The second “Stephonne Presents” at Uptown Theater Feb. 17.// Courtesy of Stephonne Singleton

“I can pull from my pain and that’s super duper easy, but isn’t it more interesting to pull from a wealth of joy as well and to pull from all of these other facets of life?” Singleton asks. “That’s so much more empowering.”

They didn’t share an album release date or title, but were happy to say that it will involve collaborations with some of their favorite KC artists, including Shilow & Regina Del Carmen for a follow-up project to “Deja Vu.” Of course, Singleton’s band “The Gay Rodeo” will also be backing them up.

SIS: Side B and this next project were recorded and engineered at Westend Recording Studio, and produced by Singleton. They are releasing their music video for their single “Rocket In My Pocket” Feb. 17.

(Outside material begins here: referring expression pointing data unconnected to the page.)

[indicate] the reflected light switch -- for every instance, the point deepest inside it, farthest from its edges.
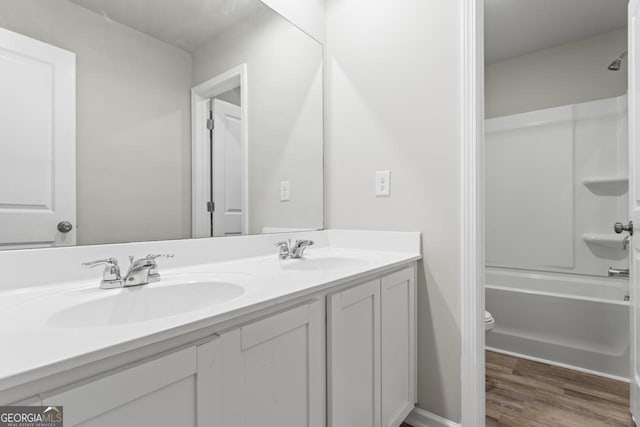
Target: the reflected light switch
(284, 191)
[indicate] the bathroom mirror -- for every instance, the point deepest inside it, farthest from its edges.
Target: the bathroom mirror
(143, 120)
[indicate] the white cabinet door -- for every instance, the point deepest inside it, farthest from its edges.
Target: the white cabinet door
(266, 374)
(354, 356)
(37, 143)
(160, 393)
(398, 346)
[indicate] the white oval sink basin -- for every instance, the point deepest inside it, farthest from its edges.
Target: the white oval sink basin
(142, 303)
(324, 263)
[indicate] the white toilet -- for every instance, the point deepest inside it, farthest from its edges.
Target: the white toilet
(489, 322)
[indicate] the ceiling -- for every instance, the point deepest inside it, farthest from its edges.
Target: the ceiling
(517, 27)
(187, 24)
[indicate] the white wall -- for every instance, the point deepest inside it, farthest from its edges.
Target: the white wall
(567, 74)
(284, 68)
(132, 97)
(309, 15)
(391, 104)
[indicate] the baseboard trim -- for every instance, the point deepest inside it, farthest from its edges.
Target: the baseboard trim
(421, 418)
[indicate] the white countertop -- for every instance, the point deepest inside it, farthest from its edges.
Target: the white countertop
(35, 347)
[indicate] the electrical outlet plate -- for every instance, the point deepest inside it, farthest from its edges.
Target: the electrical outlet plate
(285, 194)
(383, 183)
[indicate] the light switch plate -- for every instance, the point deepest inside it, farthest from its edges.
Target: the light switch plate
(285, 194)
(383, 183)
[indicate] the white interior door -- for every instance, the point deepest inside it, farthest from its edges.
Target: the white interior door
(634, 199)
(37, 143)
(228, 169)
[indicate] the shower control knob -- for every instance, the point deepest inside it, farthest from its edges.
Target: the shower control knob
(620, 227)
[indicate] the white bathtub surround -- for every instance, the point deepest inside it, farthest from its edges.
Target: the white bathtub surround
(557, 181)
(64, 330)
(573, 321)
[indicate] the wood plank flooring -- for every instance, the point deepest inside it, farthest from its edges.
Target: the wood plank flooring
(522, 393)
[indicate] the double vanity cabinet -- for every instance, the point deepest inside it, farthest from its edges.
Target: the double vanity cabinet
(339, 355)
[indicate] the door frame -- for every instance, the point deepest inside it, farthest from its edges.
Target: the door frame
(472, 215)
(201, 146)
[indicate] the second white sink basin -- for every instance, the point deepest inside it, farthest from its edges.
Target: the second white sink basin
(142, 303)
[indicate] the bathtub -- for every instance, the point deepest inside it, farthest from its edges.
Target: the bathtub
(580, 322)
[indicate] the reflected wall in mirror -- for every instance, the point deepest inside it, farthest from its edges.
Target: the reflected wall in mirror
(144, 120)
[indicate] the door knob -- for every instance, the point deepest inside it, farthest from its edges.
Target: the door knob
(620, 227)
(65, 226)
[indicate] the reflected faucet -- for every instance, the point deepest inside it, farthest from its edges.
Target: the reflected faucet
(141, 271)
(290, 250)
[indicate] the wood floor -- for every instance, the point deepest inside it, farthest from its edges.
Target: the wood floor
(522, 393)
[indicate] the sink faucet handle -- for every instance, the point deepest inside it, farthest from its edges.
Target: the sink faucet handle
(285, 248)
(300, 246)
(154, 256)
(106, 261)
(111, 276)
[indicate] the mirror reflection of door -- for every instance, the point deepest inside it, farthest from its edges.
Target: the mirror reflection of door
(227, 164)
(37, 144)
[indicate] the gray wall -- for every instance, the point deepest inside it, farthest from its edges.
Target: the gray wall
(392, 105)
(563, 75)
(132, 97)
(284, 67)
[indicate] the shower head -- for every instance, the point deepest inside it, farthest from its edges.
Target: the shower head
(617, 63)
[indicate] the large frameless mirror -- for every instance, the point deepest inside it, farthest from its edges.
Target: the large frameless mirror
(142, 120)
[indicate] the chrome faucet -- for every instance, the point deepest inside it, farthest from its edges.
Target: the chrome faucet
(141, 271)
(293, 250)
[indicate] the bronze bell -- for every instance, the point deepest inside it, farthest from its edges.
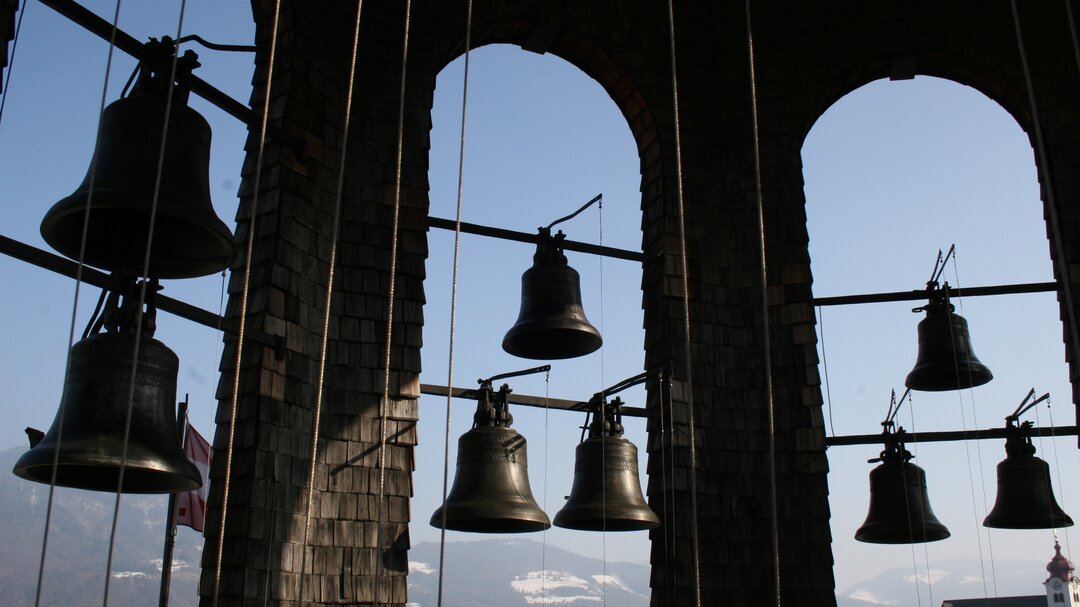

They are looking forward to performing more festivals around KC and will also be doing their second “Stephonne Presents” tribute at the Uptown Theater with Mammoth Live Feb. 17. Tickets are on sale now.

“I’ve paid my dues and I’m really and finally seeing that work come back to me at 36,” Singleton says. “It feels good and I’m glad I didn’t give up or stop. I’m also glad I started to work on myself so I could be present for this moment and actually arrive as an artist. It’s never too late.”